Bev Ferrington knows her way around a computer. A mainframe specialist for nearly 25 years (and a hobby farmer on the sly), the Woodinville, Wash., woman suspected something was very wrong with her household PC around the 13th of July. "My computer started to run like a dog in molasses," she says. "I couldn't get anything to work." After deploying several tricks up her IT sleeve, she found a new text file planted in several locations throughout her hard drive. Titled simply READ_ME.TXT, the body of the message read like a grammatically challenged ransom note: "Hello, your files are encrypted with RSA-4096 algorithm," it began. "To decrypt your files you need to buy our software. The price is $300 ... To buy our software please contact us at email@example.com." The missive was signed by the "Glamorous team," and Ferrington remembers the exact feeling that washed over her after reading it. "I knew I was screwed," she says.
Ransom notes may be the stuff of movies to most of us, the very word "ransom" conjuring images of a frothing-mad Mel Gibson shouting "Gimme back my son!" But computer worms like the Glamour strain—Trojan horses that take your personal files hostage and demand money to decrypt them—are hardly confined to the realm of science fiction. The idea of ransomware has existed in hacker circles for at least 20 years. Today, with the rise of anonymous international money transfer through services like PayPal, the idea has started to become a reality. "We are definitely seeing more of it," says Bruce Schneier, a security technologist and founder of computer security firm BT Counterpane. How much more is hard to quantify. Large companies whose accounts-payable data get compromised, for example, don't like letting the public know they've been hit, says Schneier. This means "it's hard to get a handle on how pervasive it is." But the ballpark figures that have been batted around are a bit disturbing. The security firm Secure Science Corp. estimates that in the past eight months 152,000 victims have been infected, amounting to a total of 14.5 million files corrupted by the Trojan.
The strain that hit Bev Ferrington's computer is suspiciously similar to a slightly less-sophisticated ransom worm that made the rounds about six months ago, most likely through internal networks as opposed to file attachments. In a recent report, Secure Science called the two Trojans "brothers from the same mother," suggesting that that they were most likely both created by the same person or group, probably from an organized crime syndicate in Eastern Europe or Russia. "The original authors are actively modifying the code themselves, or they sold/traded the source code to another group who is now in charge of the modifications," reads the report, implying the recent attack is the second in a series that could get increasingly difficult to detect or decode—which may mean more such assaults in the future. (A NEWSWEEK e-mail to the oxyglamour address instantly bounced back, suggesting that it is no longer valid.)

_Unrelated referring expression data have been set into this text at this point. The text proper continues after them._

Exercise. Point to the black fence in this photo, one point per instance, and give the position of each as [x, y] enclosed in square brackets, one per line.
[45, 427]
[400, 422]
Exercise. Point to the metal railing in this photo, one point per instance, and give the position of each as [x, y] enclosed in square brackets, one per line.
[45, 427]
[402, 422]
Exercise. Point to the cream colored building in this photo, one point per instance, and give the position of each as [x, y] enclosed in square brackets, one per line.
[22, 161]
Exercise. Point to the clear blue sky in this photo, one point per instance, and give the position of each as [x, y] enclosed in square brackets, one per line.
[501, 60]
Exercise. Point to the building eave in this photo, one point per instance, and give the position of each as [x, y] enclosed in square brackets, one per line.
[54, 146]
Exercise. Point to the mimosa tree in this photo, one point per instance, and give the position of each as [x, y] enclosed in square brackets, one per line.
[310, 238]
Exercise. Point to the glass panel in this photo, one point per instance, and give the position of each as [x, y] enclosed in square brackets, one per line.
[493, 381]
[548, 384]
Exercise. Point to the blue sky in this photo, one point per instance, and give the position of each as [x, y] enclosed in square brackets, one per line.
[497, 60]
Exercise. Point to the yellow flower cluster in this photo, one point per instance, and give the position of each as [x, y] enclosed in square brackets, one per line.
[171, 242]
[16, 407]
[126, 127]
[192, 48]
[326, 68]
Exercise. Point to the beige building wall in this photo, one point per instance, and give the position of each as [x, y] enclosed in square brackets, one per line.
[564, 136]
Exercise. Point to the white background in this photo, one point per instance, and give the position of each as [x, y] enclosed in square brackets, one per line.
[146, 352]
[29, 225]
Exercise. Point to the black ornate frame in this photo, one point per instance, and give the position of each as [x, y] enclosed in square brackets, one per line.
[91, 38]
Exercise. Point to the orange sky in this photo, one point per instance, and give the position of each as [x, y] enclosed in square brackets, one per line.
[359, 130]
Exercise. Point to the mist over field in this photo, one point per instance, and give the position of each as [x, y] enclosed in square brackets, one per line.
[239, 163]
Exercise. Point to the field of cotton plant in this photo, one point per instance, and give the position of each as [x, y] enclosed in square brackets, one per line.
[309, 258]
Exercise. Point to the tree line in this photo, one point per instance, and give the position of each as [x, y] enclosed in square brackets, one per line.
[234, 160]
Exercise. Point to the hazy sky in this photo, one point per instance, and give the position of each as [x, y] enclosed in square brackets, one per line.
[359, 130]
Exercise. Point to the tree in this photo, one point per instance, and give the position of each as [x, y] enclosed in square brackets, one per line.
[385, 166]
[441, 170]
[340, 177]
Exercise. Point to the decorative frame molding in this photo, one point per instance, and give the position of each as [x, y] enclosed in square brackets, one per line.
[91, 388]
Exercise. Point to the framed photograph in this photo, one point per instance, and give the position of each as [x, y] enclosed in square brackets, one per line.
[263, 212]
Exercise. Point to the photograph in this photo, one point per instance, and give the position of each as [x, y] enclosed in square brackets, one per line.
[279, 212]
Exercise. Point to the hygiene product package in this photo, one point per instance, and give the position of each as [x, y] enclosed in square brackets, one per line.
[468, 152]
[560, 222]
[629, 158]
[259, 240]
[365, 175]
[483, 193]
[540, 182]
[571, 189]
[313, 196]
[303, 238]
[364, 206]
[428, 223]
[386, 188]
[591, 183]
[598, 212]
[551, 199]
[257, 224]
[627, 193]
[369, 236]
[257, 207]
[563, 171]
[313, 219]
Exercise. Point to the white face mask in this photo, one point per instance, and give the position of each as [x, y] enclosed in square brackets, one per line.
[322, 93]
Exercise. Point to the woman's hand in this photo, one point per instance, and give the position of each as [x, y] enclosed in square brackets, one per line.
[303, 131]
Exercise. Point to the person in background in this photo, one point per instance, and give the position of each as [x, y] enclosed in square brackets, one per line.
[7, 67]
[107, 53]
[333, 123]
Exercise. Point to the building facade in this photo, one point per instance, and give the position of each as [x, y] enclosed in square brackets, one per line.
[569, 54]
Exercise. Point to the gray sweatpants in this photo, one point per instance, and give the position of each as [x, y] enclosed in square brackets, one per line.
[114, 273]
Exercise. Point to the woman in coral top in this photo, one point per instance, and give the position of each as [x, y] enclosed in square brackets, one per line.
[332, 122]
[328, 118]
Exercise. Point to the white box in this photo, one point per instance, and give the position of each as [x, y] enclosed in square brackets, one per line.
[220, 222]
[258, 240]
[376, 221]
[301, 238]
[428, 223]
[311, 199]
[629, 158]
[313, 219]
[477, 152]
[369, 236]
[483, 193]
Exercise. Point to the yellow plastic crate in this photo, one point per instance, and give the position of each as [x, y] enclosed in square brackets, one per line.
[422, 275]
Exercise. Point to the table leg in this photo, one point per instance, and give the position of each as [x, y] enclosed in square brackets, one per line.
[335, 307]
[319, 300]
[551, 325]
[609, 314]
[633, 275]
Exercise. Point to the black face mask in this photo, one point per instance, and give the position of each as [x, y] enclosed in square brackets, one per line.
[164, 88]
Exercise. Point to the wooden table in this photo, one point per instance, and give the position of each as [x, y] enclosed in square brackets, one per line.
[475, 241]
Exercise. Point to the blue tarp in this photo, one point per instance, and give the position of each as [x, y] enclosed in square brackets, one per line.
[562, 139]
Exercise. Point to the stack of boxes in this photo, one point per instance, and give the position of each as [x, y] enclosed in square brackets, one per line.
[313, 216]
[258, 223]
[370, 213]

How worried should you be? Certainly if you've been backing up your data (you have been backing up your data, right?), not very. Scary though it may sound, the extortion scheme is unlikely to represent the plague of the future, according to Lance James of Secure Science. "If it made money, we'd see it all the time," he says. The built-in weakness of ransomware—even in the era of easy anonymous money transfers—is that it makes itself instantly known. "Once you identify yourself, it gets reported, it hits the news," says James. "The more effective stuff is the stuff that secretly sits in your box and steals your data. If you don't know about it, [hackers] get more gain." The would-be extortionists certainly didn't get much out of Ferrington, who says she keeps no sensitive information on her hard drive outside of a few passwords. Her computer is currently in the hands of James's firm, which is releasing a free decryption code for anyone who might have become compromised. And filenappers take note: not once did Ferrington consider coughing up the $300. "God, no," she says. "This is gross; this is highway robbery, and I'm not going to pay it." Mel Gibson would be proud.